82 Mr Saad was seen by Dr Benjamin for the first time on 4 February 2005. He has continued to see Dr Benjamin on a regular basis since that date. He complained of irritability, lack of energy and social withdrawal. Dr Benjamin diagnosed Mr Saad as suffering from a grief reaction. He considered a diagnosis of Adjustment Disorder with Depressed Mood, but did not make that diagnosis. Dr Benjamin’s prognosis was as follows:
- “(a) More than two and a half years following the death of his son, Sarkis continued to visit the cemetery at least twice per week. He coped with the activities of daily living reasonably well and he cared for the two children when his wife was unable to do so. He remained angry and he continued to be fixated on the legal process.
- (b) Mr Saad’s psychiatric condition has not stabilised as yet. It is unlikely that further psychiatric treatment would impact on his mental state or improve his general outcome. His mental state is likely to resolve once the current legal proceedings are finalised.”
83 Dr Lewin, psychiatrist, saw Mr Saad on two occasions, 3 November 2005 and 29 September 2006, on behalf of the defendant. Dr Lewin concluded that Mr Saad had experienced a range of ordinary grieving responses but did not suffer from any psychiatric condition. Dr Lewin particularly noted Mr Saad’s ability to care for the home and family. Dr Lewin concluded that there was no psychiatric condition which prevented Mr Saad from engaging in employment.
84 The conclusions of Drs Lewin and Benjamin accord with my assessment of Mr Saad.
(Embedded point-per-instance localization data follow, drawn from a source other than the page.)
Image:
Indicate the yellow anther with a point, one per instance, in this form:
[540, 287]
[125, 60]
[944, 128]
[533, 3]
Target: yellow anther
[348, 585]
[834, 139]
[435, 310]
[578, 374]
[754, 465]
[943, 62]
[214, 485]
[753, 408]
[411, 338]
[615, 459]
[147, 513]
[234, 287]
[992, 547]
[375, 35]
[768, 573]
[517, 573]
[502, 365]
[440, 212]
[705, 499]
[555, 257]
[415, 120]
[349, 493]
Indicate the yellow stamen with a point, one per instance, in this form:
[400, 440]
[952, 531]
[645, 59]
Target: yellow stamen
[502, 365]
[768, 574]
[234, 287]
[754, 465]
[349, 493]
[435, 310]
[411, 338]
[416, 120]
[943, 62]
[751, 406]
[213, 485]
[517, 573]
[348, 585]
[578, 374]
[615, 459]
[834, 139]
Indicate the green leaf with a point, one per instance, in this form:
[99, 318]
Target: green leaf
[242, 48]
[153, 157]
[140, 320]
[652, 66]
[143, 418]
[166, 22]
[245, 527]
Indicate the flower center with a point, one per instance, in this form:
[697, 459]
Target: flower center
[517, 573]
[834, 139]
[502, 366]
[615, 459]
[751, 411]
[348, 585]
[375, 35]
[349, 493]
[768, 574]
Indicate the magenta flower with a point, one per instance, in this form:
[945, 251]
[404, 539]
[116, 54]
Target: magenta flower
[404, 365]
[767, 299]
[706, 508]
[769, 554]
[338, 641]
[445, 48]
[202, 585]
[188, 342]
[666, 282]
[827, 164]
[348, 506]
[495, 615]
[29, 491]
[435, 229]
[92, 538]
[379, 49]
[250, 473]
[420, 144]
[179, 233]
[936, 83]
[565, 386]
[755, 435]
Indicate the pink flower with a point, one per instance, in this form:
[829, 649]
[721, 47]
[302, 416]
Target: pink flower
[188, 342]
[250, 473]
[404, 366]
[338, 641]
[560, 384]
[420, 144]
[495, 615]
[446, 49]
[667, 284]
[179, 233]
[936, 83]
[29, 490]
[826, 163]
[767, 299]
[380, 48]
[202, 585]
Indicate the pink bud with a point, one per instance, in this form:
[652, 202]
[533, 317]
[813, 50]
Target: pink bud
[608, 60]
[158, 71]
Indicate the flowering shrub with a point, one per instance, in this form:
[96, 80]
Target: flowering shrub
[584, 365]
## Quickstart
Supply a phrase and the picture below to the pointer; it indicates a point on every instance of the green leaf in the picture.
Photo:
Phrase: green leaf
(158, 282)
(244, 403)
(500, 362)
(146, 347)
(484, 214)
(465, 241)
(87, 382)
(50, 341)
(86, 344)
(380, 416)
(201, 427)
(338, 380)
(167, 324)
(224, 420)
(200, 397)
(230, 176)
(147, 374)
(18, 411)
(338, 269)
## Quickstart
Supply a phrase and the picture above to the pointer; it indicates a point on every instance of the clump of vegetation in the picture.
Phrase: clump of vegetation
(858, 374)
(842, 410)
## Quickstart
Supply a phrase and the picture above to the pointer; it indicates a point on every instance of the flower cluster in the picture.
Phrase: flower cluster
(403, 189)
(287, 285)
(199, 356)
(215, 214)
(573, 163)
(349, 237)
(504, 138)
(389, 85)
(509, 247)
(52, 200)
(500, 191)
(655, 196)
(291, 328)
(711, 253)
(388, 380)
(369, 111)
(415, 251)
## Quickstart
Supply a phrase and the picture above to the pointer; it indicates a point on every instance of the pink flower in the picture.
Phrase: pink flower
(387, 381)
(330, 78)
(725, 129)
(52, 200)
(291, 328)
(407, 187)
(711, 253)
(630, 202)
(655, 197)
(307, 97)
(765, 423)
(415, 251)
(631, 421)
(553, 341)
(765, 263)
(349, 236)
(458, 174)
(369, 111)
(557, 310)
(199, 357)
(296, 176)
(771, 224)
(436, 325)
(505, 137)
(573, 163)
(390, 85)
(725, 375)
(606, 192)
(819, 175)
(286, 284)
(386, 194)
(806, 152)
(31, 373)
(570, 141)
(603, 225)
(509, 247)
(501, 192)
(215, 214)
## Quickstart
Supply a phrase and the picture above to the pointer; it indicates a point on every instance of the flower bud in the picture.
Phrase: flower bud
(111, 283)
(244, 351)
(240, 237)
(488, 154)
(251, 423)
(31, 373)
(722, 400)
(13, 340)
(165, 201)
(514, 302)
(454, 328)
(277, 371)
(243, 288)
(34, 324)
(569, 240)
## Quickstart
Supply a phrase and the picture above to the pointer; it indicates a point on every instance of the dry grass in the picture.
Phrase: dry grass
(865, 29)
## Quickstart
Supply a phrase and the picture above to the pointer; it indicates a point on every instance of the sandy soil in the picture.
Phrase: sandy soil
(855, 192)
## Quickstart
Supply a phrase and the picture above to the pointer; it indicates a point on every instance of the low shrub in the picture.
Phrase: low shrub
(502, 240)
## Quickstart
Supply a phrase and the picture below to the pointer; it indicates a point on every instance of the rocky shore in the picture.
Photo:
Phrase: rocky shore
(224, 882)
He did not appear to me to be suffering from any recognised psychiatric condition. He was still sad because of the loss of his son but otherwise appeared alert and fully responsive to the questions asked of him. His demeanour and presentation was in stark contrast to that of Mrs Saad.
85 I am not persuaded that Mr Saad suffers from any psychiatric condition which would entitle him to damages for nervous shock. It follows that he is not entitled to any damages for non-economic loss or for medical expenses, either past or future. I note that no claim for economic loss was made on his behalf.
Orders
86 The orders which I make are as follows:
(ii) I order that the plaintiffs pay the defendant’s costs of the proceedings.
(i) I enter judgment in favour of the defendant.